This is the final book excerpt come from the chapter "The Big-Bang Theory Is Not Supported by Observed Data."
Another major problem with the big-bang theory is that it is way out in its prediction of satellite galaxies. University of Cambridge–educated professor of astronomy at the University of Bonn in Germany Dr. Pavel Kroupa points out that we only observe about 1 percent of the number of these galaxies compared to what the theory predicts. He believes this is the clearest evidence that there is something badly wrong with the big-bang model for the origin of the galaxies we observe in space.
Another aspect of the big-bang model we noted earlier is that it describes an expanding universe. This expansion, if it were really occurring, would produce time-dilation phenomena resulting in two light curve-broadening effects for supernovae. However, it has now been discovered from the study of the widths of supernovae light curves that there is only a single broadening effect observed. These observations again provide evidence that the big bang never happened. On the other hand, data from observed surface brightness measurements of galaxies is consistent with the calculations for a nonexpanding universe.
There are a number of other serious problems with the big-bang model that I have not discussed here as they are quite technical in nature. It is possible to propose any number of alternative cosmologies because in reality we cannot really “prove” how our universe came to be on the basis of what we can observe today. The fact remains, however, that some models fit the observed data better than others and to date no mechanical model like the big bang or anything similar has been proposed that fits all the observed data we have now collected.
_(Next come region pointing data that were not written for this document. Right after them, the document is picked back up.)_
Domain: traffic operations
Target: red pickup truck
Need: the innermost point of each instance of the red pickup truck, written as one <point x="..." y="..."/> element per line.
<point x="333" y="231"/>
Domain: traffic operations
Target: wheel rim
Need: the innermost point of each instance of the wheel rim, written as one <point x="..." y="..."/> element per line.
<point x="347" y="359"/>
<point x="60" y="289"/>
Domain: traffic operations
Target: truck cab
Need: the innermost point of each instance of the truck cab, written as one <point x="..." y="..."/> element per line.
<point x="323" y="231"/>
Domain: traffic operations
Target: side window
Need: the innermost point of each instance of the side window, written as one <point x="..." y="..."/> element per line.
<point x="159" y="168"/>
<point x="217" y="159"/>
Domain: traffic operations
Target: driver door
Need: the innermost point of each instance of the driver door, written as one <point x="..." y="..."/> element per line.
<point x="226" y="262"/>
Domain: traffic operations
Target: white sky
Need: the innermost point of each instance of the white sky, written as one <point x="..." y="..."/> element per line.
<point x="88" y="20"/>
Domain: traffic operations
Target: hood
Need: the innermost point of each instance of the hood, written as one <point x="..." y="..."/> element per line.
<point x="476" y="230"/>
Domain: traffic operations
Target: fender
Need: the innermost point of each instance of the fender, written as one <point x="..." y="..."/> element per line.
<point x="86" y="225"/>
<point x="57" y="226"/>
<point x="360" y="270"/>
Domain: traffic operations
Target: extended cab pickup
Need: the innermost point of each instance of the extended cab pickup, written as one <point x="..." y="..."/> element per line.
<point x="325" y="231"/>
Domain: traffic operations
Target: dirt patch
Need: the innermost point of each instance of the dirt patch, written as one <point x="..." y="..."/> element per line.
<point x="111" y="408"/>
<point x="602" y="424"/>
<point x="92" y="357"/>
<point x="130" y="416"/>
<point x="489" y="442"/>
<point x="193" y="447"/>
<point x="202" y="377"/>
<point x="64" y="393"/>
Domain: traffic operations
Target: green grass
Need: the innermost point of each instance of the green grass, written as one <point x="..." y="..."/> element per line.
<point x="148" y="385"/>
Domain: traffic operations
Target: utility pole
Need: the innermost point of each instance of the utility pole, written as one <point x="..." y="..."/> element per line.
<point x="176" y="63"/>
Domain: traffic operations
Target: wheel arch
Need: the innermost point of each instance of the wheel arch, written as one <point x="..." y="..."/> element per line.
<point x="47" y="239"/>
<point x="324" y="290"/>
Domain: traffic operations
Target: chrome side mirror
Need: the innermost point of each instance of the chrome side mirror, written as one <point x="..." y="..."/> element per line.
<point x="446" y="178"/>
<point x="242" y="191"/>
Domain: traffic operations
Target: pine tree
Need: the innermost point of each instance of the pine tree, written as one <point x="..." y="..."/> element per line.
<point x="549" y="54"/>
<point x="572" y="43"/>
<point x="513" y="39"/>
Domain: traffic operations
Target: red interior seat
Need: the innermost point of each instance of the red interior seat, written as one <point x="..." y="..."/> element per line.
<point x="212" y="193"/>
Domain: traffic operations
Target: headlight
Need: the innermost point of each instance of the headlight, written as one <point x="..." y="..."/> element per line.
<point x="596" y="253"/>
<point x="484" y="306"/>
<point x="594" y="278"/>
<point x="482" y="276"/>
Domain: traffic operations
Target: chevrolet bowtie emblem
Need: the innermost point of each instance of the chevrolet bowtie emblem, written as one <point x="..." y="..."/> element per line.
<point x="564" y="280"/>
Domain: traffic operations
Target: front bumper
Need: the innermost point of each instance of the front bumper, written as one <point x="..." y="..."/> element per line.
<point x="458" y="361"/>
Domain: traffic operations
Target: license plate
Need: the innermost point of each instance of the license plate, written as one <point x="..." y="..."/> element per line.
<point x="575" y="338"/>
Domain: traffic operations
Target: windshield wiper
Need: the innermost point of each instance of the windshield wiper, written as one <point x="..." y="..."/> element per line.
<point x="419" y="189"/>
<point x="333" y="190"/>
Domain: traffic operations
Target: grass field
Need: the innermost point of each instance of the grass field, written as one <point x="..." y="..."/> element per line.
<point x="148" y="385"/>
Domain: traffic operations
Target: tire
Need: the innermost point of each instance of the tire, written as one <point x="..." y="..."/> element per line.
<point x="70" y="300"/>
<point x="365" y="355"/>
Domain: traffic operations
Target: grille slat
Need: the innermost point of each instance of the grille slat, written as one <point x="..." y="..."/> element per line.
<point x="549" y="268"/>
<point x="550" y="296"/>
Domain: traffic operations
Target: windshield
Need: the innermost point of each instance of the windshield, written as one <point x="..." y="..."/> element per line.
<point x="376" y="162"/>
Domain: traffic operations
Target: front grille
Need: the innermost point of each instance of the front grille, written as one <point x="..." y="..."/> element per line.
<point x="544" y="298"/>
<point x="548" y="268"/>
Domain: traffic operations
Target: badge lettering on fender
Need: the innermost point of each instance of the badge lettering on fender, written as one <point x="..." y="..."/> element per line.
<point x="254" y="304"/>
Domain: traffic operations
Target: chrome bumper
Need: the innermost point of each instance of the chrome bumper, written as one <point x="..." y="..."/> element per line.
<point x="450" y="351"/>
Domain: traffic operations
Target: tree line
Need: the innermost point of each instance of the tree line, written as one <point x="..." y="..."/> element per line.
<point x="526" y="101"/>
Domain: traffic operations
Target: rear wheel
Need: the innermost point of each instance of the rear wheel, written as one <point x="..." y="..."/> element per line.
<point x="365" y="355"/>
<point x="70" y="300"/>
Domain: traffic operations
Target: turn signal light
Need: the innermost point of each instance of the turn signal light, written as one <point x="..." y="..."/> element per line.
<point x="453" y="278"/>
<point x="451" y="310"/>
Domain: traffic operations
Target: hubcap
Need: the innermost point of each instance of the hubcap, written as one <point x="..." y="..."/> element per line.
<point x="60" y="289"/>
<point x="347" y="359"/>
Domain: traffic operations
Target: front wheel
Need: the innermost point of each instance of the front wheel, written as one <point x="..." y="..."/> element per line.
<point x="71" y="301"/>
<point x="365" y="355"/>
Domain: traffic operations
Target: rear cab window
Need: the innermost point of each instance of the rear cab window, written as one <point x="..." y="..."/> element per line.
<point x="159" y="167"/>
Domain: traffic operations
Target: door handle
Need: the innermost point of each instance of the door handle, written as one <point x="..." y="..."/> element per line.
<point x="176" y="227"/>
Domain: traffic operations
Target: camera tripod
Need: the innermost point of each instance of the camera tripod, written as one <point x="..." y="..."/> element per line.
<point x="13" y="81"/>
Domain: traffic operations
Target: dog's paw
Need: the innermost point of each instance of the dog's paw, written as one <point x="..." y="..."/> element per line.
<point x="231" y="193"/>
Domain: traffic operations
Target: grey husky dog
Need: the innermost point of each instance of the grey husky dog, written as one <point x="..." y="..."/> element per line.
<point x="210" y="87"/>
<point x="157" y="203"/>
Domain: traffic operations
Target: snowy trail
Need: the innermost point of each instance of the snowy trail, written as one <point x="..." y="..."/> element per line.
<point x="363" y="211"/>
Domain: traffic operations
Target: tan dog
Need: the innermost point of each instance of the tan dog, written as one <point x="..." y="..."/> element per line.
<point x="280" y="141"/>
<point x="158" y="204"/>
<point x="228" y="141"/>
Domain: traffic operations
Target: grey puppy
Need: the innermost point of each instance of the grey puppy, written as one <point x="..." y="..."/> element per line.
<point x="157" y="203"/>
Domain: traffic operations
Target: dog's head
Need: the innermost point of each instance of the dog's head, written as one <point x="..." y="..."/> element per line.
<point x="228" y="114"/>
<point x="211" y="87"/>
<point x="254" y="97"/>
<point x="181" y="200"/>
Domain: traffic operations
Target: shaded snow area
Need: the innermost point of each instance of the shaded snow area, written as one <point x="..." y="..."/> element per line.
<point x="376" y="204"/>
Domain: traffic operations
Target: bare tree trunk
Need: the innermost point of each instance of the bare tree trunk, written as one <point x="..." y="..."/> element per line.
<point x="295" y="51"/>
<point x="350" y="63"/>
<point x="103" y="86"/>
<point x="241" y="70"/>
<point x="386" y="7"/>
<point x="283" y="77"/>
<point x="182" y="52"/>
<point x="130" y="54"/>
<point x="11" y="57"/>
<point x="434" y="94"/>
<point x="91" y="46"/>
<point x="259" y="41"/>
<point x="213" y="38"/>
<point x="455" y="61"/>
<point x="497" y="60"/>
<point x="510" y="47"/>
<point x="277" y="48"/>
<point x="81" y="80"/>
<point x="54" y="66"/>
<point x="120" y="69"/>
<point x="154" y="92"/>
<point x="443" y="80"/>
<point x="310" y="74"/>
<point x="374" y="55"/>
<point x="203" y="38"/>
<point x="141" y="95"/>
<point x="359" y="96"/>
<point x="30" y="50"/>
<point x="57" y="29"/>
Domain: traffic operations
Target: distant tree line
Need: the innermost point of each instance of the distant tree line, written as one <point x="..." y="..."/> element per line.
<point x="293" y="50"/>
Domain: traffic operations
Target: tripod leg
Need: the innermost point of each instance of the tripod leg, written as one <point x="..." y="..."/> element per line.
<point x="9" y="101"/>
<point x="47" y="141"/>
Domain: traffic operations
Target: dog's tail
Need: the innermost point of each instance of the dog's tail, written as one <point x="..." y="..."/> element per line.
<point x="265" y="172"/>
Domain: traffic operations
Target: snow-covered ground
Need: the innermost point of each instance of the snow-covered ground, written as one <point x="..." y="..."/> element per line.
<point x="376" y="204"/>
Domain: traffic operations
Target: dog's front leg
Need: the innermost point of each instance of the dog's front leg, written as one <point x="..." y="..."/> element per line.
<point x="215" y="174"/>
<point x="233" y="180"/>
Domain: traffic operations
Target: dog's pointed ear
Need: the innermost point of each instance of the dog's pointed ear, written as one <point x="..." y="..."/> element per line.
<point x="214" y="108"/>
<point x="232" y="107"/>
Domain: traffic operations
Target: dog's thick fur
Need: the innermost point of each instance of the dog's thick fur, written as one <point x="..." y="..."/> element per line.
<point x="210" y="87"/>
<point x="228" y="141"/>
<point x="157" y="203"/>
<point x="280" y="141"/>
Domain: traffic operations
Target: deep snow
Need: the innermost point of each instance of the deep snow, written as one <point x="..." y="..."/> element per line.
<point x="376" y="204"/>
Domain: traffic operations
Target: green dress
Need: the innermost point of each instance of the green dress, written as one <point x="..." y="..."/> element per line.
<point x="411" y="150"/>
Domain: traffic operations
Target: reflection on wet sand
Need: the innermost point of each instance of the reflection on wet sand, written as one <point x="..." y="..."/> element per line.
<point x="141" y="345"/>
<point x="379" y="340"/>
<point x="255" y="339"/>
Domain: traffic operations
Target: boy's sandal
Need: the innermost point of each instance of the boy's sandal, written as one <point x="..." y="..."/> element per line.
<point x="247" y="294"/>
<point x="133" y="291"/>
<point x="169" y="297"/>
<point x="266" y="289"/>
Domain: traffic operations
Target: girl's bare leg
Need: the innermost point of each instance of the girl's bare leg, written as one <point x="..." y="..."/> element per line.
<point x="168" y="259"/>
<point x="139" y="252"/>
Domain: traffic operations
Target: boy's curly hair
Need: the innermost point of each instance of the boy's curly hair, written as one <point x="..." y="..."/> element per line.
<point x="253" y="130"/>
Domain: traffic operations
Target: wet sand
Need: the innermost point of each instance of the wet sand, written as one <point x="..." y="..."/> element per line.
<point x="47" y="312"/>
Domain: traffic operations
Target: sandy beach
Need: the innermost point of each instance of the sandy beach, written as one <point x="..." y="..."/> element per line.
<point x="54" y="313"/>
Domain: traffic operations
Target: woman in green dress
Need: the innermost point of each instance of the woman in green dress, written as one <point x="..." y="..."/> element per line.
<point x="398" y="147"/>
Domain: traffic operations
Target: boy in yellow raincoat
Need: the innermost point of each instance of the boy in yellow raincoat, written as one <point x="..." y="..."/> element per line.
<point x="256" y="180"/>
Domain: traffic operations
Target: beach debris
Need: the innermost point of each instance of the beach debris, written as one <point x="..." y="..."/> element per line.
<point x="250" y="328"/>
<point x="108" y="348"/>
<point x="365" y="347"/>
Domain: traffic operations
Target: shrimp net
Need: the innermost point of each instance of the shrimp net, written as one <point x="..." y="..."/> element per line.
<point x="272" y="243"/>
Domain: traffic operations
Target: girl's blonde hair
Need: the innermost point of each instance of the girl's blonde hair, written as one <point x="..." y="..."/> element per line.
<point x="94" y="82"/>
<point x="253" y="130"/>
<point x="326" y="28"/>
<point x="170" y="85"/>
On the other hand, the instantaneous creation model of a universe with the earth near the center fits well with what we actually observe.
The big-bang model is taught in schools, colleges, and universities simply because it is the most popular model among scientists who do not want to bring any notion of God into the classroom. They argue that creation is not a testable scientific theory and therefore cannot be taught in a science class. However, to try to save the big-bang theory, they see no problem in teaching inflation theory, which is a nontestable philosophical view. As internationally renowned astrophysicist George Ellis reminds us, a spherical symmetrical universe with earth at its center cannot be disproved on the basis of observations. He goes on to point out that cosmologists are using philosophical criteria to choose their model for the origin of the universe, and a lot of cosmology tries to hide that fact.
When we consider the accumulation of knowledge of the physics and chemistry of our universe, the number of “just right for life to exist” scenarios in relation to our planet, and its location in our solar system, I believe the evidence overwhelmingly supports the philosophy that we came into existence as a result of the will of an all-powerful Creator God. There is presently no proven theory of how we came into existence. However, the fine tuning of the universe that we observe reinforces Professor Fred Hoyle’s decades-old suggestion that the universe and life are the result of a deliberate, intelligent act by a vastly superior intelligence.